Remember a time when...

In order to get your empathetic juices flowing, get in touch with your sense of humor and think of a time when you: told a lie so you'd fit in or wouldn't feel like a weirdo.

wore an outfit like everybody else had and felt totally self-conscious the entire time.

were at a party where you felt like an alien.

couldn't think of a thing to say when somebody you really wanted to be friends with started to talk to you.

snubbed somebody you liked because you were with people who probably wouldn't accept that person.

pretended to be fine when you weren't so nobody would know what you were really feeling.

not said what you knew because people might think you were a know-it-all.

If you can both laugh at yourself now but remember the pain then, you can be compassionate with your daughter and even share those experiences with her. Female misery truly does love company.

This is a little darker, but if you're willing to look at it, I think it may prove helpful. Did you ever deny your authenticity and find yourself: putting on a persona that so wasn't you?

becoming resentful and blaming other people for stifling you?

never feeling quite at ease?

losing your connection with God?

not being able to discover your purpose?

just doing what other people expected you to do?

rebelling against other people's expectations but not knowing what your own were?

suffering from anorexia, bulimia, depression, constant anger, or frenetic busyness?

Can you buck popular opinion?

If you have ever said or been tempted to say to your daughter, "Don't worry about what other people think," ask yourself if you honestly pull that off yourself all the time. See if you can remember the last time you kicked yourself for not saying what needed to be said or doing what should have been done because you were scared off by opinions. We're not talking mea culpa here. This is just another way to understand what your daughter is going through. For a little practice in being yourself, try this: Make a list of five things (maybe even ten) that you would do if nobody would think you were strange for doing it. Take pictures of insects? Try skateboarding? Dust off the old cassette player and listen to eighties' music wearing leg warmers? Let your kids cook dinner under your supervision? Choose one and just do it. Enjoy it to the hilt.
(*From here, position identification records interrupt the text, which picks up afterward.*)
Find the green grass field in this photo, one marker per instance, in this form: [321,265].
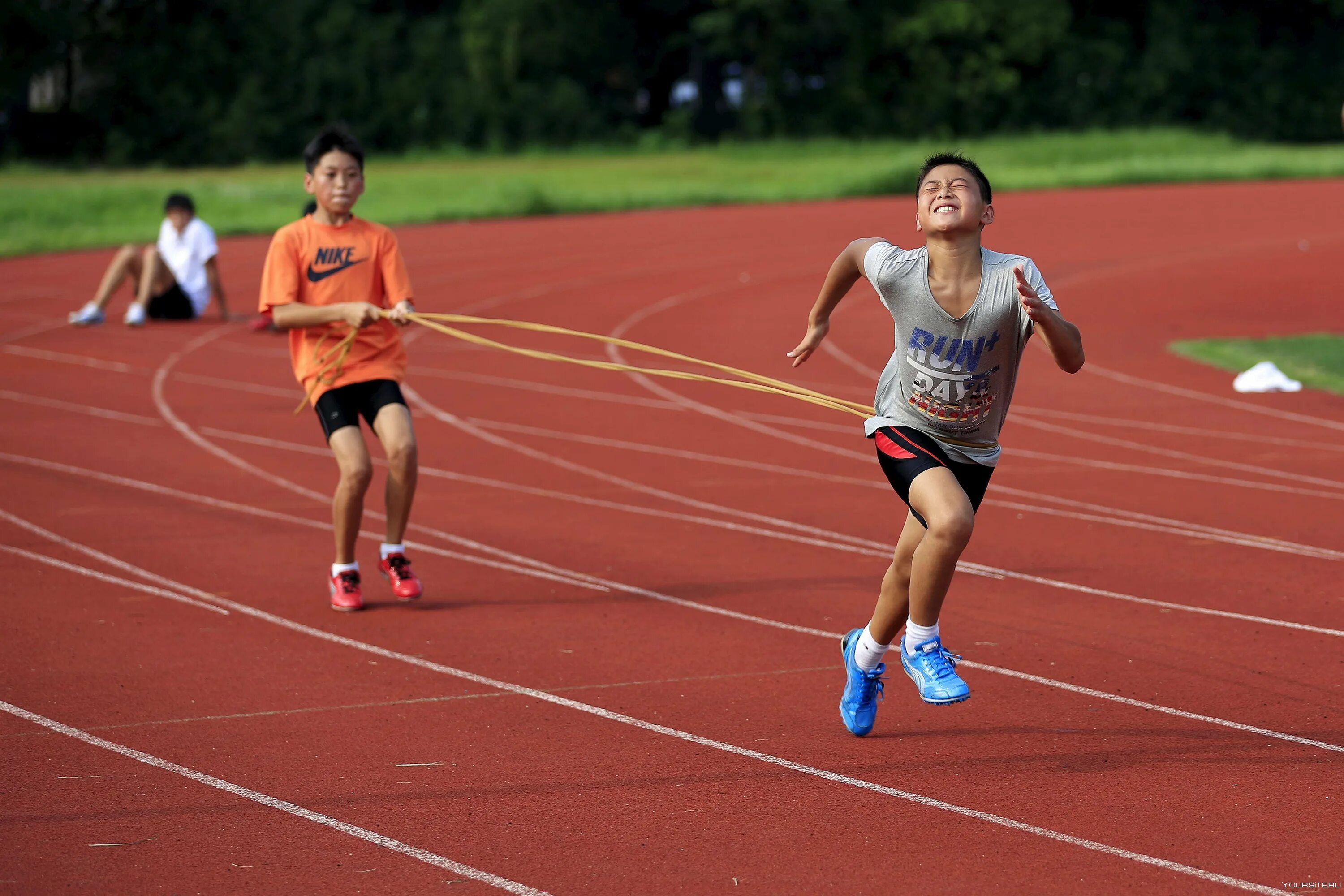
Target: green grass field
[47,209]
[1316,359]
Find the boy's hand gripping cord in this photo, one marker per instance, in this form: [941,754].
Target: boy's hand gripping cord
[331,362]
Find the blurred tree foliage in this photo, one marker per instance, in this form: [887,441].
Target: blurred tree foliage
[224,81]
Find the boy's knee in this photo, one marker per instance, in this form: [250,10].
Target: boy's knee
[402,456]
[953,527]
[357,473]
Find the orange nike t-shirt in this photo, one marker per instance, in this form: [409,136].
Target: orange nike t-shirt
[322,265]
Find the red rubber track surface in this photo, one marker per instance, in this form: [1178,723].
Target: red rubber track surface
[1144,476]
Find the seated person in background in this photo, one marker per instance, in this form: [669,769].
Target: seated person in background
[174,280]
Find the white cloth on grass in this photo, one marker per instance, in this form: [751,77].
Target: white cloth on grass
[1265,378]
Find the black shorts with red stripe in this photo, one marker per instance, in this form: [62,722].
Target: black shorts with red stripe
[905,453]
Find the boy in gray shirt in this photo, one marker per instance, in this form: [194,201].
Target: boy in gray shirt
[963,316]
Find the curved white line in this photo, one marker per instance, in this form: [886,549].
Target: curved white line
[272,802]
[655,728]
[104,577]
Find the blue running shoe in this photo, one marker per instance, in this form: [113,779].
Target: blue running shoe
[935,673]
[862,689]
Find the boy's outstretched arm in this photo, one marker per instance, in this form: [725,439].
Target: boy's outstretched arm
[1061,338]
[844,273]
[291,315]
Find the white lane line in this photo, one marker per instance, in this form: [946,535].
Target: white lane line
[1178,527]
[1168,473]
[43,327]
[546,389]
[452,420]
[1187,532]
[1213,400]
[1180,456]
[80,409]
[682,602]
[111,579]
[1164,524]
[84,361]
[515,562]
[722,746]
[565,496]
[314,524]
[882,550]
[412,702]
[574,578]
[748,424]
[859,367]
[1234,536]
[1203,436]
[117,367]
[272,802]
[967,567]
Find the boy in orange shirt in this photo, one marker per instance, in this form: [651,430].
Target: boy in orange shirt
[326,273]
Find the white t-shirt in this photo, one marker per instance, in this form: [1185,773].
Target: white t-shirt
[186,256]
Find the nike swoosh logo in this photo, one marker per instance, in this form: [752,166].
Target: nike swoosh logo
[315,276]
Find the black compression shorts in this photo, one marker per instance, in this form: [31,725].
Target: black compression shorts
[905,453]
[345,405]
[171,306]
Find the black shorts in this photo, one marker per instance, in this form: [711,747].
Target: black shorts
[905,453]
[345,405]
[171,306]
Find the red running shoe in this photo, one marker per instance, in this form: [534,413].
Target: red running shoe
[346,593]
[398,571]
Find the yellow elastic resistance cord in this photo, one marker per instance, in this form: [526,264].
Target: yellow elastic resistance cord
[332,361]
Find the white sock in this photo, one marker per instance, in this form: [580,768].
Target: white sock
[869,653]
[917,634]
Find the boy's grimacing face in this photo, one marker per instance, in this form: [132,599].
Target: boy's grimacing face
[179,218]
[336,182]
[949,201]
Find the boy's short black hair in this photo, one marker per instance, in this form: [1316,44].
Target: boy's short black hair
[956,159]
[181,201]
[330,139]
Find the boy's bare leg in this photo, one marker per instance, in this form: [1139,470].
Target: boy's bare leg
[894,599]
[124,265]
[155,277]
[357,472]
[393,428]
[944,504]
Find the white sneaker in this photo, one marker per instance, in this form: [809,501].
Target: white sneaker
[86,316]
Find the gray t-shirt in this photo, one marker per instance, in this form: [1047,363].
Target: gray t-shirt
[951,377]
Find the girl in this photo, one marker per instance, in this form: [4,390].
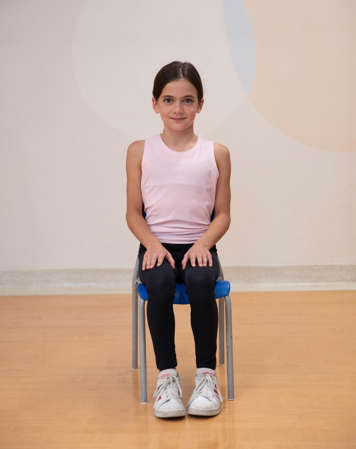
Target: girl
[181,178]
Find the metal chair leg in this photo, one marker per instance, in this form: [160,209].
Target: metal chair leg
[143,368]
[221,332]
[134,301]
[229,350]
[134,342]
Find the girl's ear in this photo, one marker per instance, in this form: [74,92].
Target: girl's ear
[200,105]
[154,104]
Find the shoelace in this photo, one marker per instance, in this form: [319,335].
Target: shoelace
[168,388]
[206,387]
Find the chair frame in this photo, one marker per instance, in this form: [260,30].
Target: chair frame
[138,318]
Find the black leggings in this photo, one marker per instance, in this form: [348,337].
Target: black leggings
[200,283]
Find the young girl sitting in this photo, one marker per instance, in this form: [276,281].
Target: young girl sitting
[181,179]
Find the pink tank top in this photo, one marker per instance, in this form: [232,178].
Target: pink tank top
[178,189]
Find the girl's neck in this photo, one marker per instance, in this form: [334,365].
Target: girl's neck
[179,141]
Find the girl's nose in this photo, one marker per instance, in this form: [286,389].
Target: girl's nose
[178,106]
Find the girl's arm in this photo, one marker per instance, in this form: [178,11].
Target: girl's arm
[221,222]
[135,221]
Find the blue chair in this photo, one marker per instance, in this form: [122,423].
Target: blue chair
[222,290]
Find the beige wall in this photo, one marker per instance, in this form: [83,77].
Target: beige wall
[76,83]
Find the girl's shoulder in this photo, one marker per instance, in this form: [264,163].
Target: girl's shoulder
[222,153]
[135,149]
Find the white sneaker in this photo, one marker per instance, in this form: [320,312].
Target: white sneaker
[206,398]
[168,395]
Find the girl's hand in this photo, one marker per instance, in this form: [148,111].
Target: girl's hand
[201,253]
[156,252]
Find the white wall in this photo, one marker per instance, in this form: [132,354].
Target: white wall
[76,84]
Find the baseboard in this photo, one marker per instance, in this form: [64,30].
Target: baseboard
[104,281]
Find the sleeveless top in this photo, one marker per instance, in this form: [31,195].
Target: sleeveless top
[178,189]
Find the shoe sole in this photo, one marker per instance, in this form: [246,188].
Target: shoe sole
[173,414]
[202,412]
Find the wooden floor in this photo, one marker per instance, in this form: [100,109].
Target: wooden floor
[66,380]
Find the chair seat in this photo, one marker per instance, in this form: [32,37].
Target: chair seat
[222,288]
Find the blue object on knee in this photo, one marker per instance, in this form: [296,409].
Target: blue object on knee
[222,289]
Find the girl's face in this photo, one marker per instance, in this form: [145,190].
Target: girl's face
[178,104]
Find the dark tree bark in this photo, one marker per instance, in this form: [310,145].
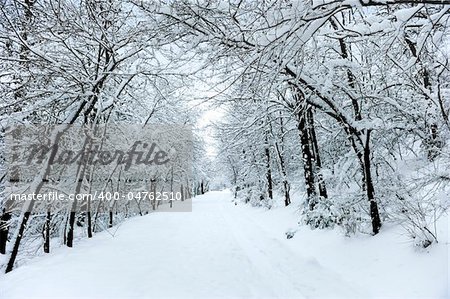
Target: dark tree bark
[110,224]
[315,149]
[307,158]
[4,230]
[47,232]
[374,214]
[15,250]
[268,169]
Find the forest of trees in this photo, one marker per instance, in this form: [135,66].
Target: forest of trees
[343,102]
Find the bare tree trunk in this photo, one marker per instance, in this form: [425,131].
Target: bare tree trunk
[4,230]
[268,169]
[374,214]
[316,154]
[47,231]
[307,158]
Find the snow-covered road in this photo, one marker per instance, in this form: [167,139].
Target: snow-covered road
[216,251]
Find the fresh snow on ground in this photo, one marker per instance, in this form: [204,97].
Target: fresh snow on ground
[223,250]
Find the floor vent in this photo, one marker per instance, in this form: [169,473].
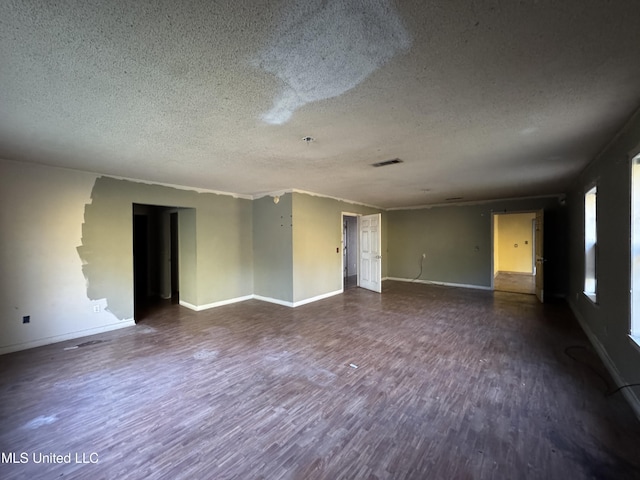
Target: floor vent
[386,162]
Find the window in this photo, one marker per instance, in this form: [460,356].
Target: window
[635,248]
[590,244]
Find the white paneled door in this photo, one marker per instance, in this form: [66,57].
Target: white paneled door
[370,252]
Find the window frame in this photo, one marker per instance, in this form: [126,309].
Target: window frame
[634,247]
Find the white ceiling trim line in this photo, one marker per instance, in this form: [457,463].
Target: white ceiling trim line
[279,193]
[178,187]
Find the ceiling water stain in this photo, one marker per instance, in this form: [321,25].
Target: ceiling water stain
[324,49]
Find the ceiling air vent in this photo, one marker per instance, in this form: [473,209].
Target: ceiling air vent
[386,162]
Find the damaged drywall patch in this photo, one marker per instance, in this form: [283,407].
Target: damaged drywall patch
[327,47]
[106,247]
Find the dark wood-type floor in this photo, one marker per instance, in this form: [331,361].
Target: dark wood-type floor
[449,384]
[515,282]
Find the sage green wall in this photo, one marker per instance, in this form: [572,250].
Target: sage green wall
[67,248]
[457,242]
[272,248]
[221,251]
[317,232]
[608,322]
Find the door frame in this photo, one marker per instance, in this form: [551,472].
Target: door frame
[378,256]
[534,268]
[342,246]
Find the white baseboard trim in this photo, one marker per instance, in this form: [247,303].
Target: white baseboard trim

Dream of how it would be if you parented like nobody was watching.

Going for It

I'm sure that just from reading about the obstacles, you've already come up with ideas for how to help your daughter get past them to her true self. Just in case you're still baffled, I'm putting some suggestions out there for you to ponder and perhaps choose from. They're organized by the specific barriers your tween may face so you can pay particular attention to the ones that apply to her.

She insists on being the clone of the girls in her world.

If you can barely tell which one she is when they all get off the bus, your daughter falls into this category, and actually, that isn't all bad. First of all, to a certain degree, wanting what "everybody else" has makes sense in this stage of her development. She wants the same Crocs, headband, and hoodie the entire tween girl population owns because a sense of belonging is hugely important to her. As I've said before, this is her first foray out into the world where people don't have to love her. She's quite rightly trying to find a safe place in it, and her first step is to look like she belongs. We might actually be doing the same thing ourselves when we give that jacket with the shoulder pads to the Goodwill and shop for one of those cute cropped blazers "they" are all wearing.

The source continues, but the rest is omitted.